Matthias has a good solution for dealing with the behaviour of CSS custom properties I wrote about: first set your custom properties with the fallback and then use feature queries (@supports) to override those values.

Hybrid positioning with CSS variables and max() – Lea Verou

Yet another clever technique from Lea. But I’m also bookmarking this one because of something she points out about custom properties:

The browser doesn’t know if your property value is valid until the variable is resolved, and by then it has already processed the cascade and has thrown away any potential fallbacks.

That explains an issue I was seeing recently!

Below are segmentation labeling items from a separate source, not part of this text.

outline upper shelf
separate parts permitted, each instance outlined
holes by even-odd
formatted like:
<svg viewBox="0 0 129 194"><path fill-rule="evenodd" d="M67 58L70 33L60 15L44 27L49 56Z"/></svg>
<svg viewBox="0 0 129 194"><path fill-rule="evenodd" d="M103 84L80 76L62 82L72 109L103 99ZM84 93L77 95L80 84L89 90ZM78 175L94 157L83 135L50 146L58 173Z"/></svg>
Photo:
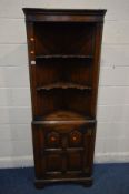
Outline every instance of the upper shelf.
<svg viewBox="0 0 129 194"><path fill-rule="evenodd" d="M39 59L92 59L92 55L76 55L76 54L47 54L36 55L36 60Z"/></svg>
<svg viewBox="0 0 129 194"><path fill-rule="evenodd" d="M37 91L51 90L51 89L79 89L79 90L91 90L91 86L82 85L79 83L51 83L44 86L38 86Z"/></svg>

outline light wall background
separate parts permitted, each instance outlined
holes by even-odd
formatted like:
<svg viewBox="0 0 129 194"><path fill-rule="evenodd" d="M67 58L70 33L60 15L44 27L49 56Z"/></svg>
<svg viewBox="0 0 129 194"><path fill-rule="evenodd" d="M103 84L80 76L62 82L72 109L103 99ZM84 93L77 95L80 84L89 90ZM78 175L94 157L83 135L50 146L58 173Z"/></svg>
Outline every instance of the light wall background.
<svg viewBox="0 0 129 194"><path fill-rule="evenodd" d="M129 162L129 0L0 0L0 167L33 165L22 7L108 9L95 162Z"/></svg>

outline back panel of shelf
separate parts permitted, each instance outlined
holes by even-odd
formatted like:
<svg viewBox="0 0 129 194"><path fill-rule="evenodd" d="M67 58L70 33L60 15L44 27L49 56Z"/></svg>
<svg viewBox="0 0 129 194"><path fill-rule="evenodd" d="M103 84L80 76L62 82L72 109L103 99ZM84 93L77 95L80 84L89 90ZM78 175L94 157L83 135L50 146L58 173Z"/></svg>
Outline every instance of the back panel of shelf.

I couldn’t understand why an older browser wasn’t getting the fallback I had declared earlier in the CSS. Turns out that custom properties mess with that expectation.

Let’s serve everyone good-looking content

A terrific piece by Hidde, about CSS grid, but also about a much bigger question:

I don’t think we owe it to any users to make it all exactly the same. Therefore we can get away with keeping fallbacks very simple. My hypothesis: users don’t mind, they’ve come for the content.

If users don’t mind, that leaves us with team members, bosses and clients. In my ideal world we should convince each other, and with that I mean visual designers, product owners, brand people, developers, that it is ok for our lay-out not to look the same everywhere. Because serving good-looking content everywhere is more important than same grids everywhere.

I Used The Web For A Day With JavaScript Turned Off — Smashing Magazine

Following on from Charlie’s experiment last year, Chris Ashton has been assessing which sites rely on JavaScript, and which sites use it in a more defensive, resilient way. Some interesting results in here.

A good core experience is indicative of a well-structured web page, which, in turn, is usually a good sign for SEO and for accessibility. It’s usually a well designed web page, as the designer and developer have spent time and effort thinking about what’s truly core to the experience. Progressive enhancement means more robust experiences, with fewer bugs in production and fewer individual browser quirks, because we’re letting the platform do the job rather than trying to write it all from scratch.

Grid to Flex

Una has put together this handy one-pager of flexbox fallbacks for some common grid layouts.

How to use variable fonts in the real world | Clagnut

The gorgeous website for this year’s Ampersand conference might well be one of the first commercial uses of variable fonts in the wild. Here, Richard documents all the clever things Mark did to ensure good fallbacks for browsers that don’t yet support variable fonts.

CSS and progressive enhancement | justmarkup

A nice look at the fallbacks that are built into CSS.